Hello,

I'm not sure why you need that setting with physics, but let me explain what it does:

When you allocate memory it is always on some virtual address (which is located on some physical memory page ~ when you're working with it; it can be swap-in and swap-out between physical memory and hard drive) ... these virtual pages tend to have size of 4KiB (because 4KiB is base physical page size on x86), or basically a multiply of 4KiB - that is just fyi).

Now, on each modern CPU you have so called FPU & SIMD processor. It is Floating Point Unit & Single-Instruction-Multiple-Data ~ you have multiple values in single register and perform single operation over all of them (4x float in SIMD SSE is well know ~ 4x float ~ 4D vector).

Let's continue (I will describe just details for SIMD as I don't remember FPU specifications by heart), when you're reading data from memory to register, there is one instruction that allows you to quickly load data from memory into this SIMD register; and one to save - they are 0F 28 and 0F 29 in assembly written as MOVAPS. These instructions perform fast load of 16 bytes from memory address (or another register) or fast save, there is just one condition - the memory address must be aligned on 16-bytes boundary (physically!).

This can become a bit problematic when one use virtual memory, although there is one nice property we have - each virtual address of 0x0 definitely begins at 16-byte boundary (because it has to be assigned with physical page ~ which always begins at 16-byte boundary); and it always takes whole such page. E.g. when virtual address X modulo 16 is 0, the physical address during the computation will definitely also be modulo 0 equal to 0 (the modulo operation here means that given address is 16-byte aligned).

Now, what you, as a programmer need to know - all the allocations & delocations (both stack, and heap based) must be performed on 16-byte boundaries ~ e.g. each such address must be equal to 0 after 'mod 16' operation. There are OS-specific functions to handle the heap allocation correctly (_aligned_malloc under Windows OS, posix_memalign under POSIX-based OS, etc.); stack based allocations must be hand-specified to the compiler (using __declspec(align(16)) under MSVC or __attribute__((aligned(16))) under GCC).

Now the previous also applies for doubles & long long (although they are on 8-byte boundary, not 16-byte ... fyi, there are also 32-byte registers and on some CPU architectures even larger); The mentioned compiler directive -malign-double forces all doubles and long long to be aligned at 8-byte boundary (as they will actually use aligned alternatives of load/store instructions resulting in better performace).

Nothing is free though - in case you have structure where there is 8-byte double (aligned on 8-byte boundary) and 1 byte - you have to add unused 7 bytes as pad (e.g. in general your memory usage can be increased).

My apologize if I wen't a bit too much into hardware ~ but I wanted to share info about concepts why it is like this.

EDIT: So in general it isn't that bad (it can actually be good and yield better performance), yet there might be some troubles (and crashes) when using memory alignment concept without further knowledge behind it.

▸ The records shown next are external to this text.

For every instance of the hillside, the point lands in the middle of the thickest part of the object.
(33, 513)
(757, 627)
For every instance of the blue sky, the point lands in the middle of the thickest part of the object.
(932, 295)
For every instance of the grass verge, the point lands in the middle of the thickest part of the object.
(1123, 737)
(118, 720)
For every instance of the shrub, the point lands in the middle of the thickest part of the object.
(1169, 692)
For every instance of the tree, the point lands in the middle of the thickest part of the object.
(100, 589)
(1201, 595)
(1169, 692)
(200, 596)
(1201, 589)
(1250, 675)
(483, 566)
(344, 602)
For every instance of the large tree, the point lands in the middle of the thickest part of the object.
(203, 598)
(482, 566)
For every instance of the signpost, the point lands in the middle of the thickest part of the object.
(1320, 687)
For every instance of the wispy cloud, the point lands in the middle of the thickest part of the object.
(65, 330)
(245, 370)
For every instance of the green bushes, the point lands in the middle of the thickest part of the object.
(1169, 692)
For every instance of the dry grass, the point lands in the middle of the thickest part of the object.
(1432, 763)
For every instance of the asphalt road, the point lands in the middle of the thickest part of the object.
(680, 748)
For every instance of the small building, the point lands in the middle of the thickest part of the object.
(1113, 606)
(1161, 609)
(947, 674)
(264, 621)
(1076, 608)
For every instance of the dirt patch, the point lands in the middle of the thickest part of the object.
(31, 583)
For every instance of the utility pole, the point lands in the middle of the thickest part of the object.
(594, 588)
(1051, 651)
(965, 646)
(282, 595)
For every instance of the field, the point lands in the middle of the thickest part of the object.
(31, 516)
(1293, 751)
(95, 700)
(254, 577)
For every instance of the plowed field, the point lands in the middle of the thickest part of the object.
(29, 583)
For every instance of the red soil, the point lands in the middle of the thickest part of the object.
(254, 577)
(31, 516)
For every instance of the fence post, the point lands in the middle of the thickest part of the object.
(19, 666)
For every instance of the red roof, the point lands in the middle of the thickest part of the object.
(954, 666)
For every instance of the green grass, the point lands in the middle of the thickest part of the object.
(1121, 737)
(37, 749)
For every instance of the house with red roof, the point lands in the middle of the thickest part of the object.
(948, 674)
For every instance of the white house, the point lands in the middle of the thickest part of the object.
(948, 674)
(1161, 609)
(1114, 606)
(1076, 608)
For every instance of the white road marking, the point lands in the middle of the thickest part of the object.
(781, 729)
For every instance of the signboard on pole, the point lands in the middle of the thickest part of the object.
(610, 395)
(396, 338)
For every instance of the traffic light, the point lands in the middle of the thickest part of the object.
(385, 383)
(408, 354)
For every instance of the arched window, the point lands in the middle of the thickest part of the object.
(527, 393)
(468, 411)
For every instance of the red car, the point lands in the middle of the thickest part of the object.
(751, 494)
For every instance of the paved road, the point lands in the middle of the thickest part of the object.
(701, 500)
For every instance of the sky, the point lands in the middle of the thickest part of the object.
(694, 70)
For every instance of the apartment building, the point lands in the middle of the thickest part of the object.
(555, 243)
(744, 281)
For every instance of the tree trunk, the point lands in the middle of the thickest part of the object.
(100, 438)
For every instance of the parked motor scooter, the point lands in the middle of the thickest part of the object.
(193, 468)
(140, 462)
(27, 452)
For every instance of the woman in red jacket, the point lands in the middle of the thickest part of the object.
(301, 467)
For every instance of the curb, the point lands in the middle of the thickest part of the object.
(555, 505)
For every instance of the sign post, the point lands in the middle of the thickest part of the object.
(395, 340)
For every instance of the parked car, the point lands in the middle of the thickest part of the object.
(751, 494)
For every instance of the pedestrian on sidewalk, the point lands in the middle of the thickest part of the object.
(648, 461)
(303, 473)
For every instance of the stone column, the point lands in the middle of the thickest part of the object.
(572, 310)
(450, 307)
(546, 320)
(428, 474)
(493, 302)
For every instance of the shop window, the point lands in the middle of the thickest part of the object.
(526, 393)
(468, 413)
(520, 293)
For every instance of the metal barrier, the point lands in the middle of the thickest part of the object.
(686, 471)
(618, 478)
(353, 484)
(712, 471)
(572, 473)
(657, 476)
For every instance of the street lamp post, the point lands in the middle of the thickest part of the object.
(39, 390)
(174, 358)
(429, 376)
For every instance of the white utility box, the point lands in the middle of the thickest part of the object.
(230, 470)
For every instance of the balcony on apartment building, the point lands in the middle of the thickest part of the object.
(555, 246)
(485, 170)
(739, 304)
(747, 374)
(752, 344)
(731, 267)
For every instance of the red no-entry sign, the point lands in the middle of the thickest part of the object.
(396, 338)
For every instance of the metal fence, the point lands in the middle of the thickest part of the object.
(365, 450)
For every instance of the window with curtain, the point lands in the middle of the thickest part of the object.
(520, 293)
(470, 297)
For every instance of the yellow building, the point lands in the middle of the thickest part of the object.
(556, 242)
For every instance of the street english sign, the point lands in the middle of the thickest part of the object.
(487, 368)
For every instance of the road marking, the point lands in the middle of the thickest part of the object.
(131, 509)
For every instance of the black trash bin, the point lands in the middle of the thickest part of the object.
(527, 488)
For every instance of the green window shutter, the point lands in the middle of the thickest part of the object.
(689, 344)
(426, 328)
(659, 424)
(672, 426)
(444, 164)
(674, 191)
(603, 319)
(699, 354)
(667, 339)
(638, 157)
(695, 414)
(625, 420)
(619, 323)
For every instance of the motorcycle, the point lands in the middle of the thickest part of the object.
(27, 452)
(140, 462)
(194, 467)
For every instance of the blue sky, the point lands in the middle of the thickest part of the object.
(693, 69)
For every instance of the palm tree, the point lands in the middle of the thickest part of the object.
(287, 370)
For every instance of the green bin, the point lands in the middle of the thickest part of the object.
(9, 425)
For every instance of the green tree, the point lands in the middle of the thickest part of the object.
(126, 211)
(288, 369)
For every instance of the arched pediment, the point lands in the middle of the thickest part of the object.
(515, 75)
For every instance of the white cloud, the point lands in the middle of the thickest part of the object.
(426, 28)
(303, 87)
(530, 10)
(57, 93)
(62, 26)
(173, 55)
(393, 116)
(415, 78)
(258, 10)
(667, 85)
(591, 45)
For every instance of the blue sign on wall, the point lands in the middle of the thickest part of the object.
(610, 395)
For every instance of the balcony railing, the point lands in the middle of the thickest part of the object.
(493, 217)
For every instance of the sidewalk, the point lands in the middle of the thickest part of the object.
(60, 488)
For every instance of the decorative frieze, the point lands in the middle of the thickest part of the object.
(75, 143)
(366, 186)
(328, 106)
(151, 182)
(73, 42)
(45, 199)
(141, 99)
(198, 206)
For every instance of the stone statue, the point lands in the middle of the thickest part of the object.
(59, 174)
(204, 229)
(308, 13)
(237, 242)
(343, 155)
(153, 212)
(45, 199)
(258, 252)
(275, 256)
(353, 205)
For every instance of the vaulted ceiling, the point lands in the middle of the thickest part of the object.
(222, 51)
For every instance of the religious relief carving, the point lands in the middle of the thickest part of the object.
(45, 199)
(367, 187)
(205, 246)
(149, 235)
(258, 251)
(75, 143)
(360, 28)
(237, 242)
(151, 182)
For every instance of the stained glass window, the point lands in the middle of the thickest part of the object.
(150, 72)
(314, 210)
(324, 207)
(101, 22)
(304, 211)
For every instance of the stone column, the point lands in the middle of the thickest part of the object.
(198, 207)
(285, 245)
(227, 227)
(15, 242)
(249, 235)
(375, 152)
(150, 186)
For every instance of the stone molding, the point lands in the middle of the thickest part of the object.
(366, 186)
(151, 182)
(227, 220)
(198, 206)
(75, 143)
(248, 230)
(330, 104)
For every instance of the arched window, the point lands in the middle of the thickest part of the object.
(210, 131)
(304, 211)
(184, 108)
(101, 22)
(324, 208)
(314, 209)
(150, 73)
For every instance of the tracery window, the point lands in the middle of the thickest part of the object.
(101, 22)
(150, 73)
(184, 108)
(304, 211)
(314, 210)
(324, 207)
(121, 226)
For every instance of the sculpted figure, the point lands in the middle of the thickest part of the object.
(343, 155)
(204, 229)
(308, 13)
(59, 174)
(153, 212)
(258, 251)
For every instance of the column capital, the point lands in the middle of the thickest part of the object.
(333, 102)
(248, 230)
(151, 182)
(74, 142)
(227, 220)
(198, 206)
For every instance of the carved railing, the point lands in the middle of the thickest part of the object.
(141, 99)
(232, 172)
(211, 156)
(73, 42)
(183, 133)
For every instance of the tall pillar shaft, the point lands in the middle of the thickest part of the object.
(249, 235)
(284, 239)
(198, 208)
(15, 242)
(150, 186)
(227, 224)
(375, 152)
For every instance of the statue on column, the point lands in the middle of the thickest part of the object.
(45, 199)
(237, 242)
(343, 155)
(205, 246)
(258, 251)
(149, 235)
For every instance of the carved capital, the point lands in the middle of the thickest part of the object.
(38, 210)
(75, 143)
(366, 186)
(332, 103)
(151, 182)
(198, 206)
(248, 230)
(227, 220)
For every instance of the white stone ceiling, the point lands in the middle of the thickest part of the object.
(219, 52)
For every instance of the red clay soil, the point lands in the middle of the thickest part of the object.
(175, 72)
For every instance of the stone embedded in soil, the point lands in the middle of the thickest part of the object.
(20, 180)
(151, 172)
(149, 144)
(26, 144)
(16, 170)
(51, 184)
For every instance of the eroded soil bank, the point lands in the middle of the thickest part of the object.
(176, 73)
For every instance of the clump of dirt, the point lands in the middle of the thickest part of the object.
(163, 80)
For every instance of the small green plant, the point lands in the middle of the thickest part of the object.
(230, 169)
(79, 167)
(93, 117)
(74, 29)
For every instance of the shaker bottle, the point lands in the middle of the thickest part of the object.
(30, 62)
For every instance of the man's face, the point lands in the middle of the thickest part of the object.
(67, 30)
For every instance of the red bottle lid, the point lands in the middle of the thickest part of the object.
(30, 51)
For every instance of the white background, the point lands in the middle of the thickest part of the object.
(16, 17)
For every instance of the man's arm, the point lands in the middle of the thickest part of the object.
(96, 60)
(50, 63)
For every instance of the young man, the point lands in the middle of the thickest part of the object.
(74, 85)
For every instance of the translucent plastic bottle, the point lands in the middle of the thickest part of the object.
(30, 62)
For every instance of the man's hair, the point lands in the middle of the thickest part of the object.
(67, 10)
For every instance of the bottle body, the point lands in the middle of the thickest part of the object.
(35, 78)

As I understand it this flag doesn't really do much on most x86_64 ABI's since long longs and doubles are already aligned on a two-word boundary. However if that is not the case then you must be very careful what you apply that flag to, because if any non-PhysX structure declarations (in library/system headers and so on) get affected by that flag and their layout suddenly differs from the layout expected by their implementation, which does not expect malign-double, there's no telling what might happen, but it will almost certainly end with stack corruption, an eventual segmentation fault of your program, and lots of tears.

I would recommend controlling the usage of this compiler flag as strictly as possible, in other words limiting it to the PhysX headers (or wherever they are needed) and nothing else.